Shultz, who was reportedly on cocaine at the time of the incident, did not go down after officers opened fire and struck him six times.

Police fired an additional 11 shots as Shultz moved toward the store entrance, facing away from officers.

The family’s lawyer, Devon Jacob, questions why officers continued to fire after the first six shots – claiming that Shultz was no longer a threat that required deadly force after he turned away from police.

“The threat had been reduced at that point. He’s facing the window in the corner … he’s basically contained,” Jacob told the York Dispatch. “Granted, he didn’t put the knife down. But there was nothing that required them to fire again. Basically, there was a standoff at that point. They have him at gunpoint.”

The action in the dashcam video begins at the 3:19 mark if you want to skip ahead.

When the officer driving the squad car rolls up, the encounter had already been going for a while. Shultz is on the ground after apparently having been tased, but refuses to give the knife and scissors that he’s using as weapons. Officers attempt to kick away his weapons, then attempt to use a baton, but can’t get Shultz to comply and give up his knife and scissors.


Shultz continues to attempt to get up, the continuing jolts from the taser only being marginally effective. The officer who had been tasing Shultz finally drops the taser (you can see the flashlight on the front of it) beside the trashcan at the 4:27 mark.

Officers repeatedly plead with Shultz to drop the knife, telling him that the don’t want to fire their weapons.

Shultz lumbers to his feet and begins shuffling towards the front door of the store, which has plenty of customers and employees inside. He refuses to drop his weapons and refuses to listen to police commands.

Three officers re-position themselves between Shultz and the door, not wanting him to get inside where he could potentially put the lives of customers and employees at greater risk. After Shultz refuses to listen to officers and pushes on towards the door, the officers open fire at 4:51-4:55.

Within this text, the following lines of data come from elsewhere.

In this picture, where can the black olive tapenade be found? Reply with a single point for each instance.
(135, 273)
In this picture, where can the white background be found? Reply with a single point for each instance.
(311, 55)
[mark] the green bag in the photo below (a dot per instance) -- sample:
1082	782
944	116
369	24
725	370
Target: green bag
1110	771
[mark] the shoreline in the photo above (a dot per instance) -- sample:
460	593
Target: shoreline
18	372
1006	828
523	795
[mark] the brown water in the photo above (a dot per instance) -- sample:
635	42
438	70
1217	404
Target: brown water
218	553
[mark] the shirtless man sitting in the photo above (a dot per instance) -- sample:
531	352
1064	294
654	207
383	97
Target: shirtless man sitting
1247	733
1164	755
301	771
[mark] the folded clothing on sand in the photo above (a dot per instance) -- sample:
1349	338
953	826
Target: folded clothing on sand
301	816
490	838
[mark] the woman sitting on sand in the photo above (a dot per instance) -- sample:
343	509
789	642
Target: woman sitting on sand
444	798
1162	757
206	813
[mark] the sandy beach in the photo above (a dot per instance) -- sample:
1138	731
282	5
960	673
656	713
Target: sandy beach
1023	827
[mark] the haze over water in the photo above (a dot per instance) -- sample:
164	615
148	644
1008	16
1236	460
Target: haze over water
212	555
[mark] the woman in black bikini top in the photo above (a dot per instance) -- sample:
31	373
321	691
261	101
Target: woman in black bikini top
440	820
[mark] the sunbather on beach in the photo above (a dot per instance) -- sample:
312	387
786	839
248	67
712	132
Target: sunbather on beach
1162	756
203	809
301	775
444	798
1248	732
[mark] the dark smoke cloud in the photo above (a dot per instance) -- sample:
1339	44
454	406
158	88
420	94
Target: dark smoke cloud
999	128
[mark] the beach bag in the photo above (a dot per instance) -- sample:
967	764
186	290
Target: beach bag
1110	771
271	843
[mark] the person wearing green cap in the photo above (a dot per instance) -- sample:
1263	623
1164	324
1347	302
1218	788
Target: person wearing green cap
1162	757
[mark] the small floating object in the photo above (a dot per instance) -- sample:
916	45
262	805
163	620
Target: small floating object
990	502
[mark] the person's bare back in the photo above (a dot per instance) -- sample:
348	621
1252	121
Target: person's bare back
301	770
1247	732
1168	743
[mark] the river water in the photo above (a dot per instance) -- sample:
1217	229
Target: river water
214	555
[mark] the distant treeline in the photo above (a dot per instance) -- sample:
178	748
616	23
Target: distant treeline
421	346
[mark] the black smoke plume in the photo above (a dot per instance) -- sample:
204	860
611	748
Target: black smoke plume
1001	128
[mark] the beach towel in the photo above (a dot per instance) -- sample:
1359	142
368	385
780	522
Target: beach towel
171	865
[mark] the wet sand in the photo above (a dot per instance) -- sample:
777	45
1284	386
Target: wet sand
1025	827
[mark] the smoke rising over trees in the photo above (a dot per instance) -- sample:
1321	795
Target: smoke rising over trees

At 4:55 in the video, Shultz has been shot with six bullets, but remains standing, seemingly unfazed.

Officers pause for a second to scan and assess, and Shultz continues staggering towards the door, his only apparent reaction to being shot six times is the turn his body away from officers.

Officers reengage Shultz again as he continues shuffling towards the door. At the 5:00 mark he finally drops, struck by 11 more bullets.

Someone (presumably Shultz) moans several more times, and then is silent and moves no more.

I’m not buying the family lawyer’s argument that Shultz was “basically contained,” and that they were “at a standoff,” during the final 11 shots.


While Shultz was moving at a glacial pace throughout the encounter, he appeeared to me that he was bracing himself against the window and side-stepping towards the door as the final volley of 11 rounds were fired.

On paper 17 shots certainly sounds excessive, but I’m having a hard time figuring out precisely when they should have stopping firing before they did.

If the family’s lawyer can’t articulate a specific moment where the shooting should have stopped any better than he was thus far, I don’t see where he’s going to have much of a chance of winning his case.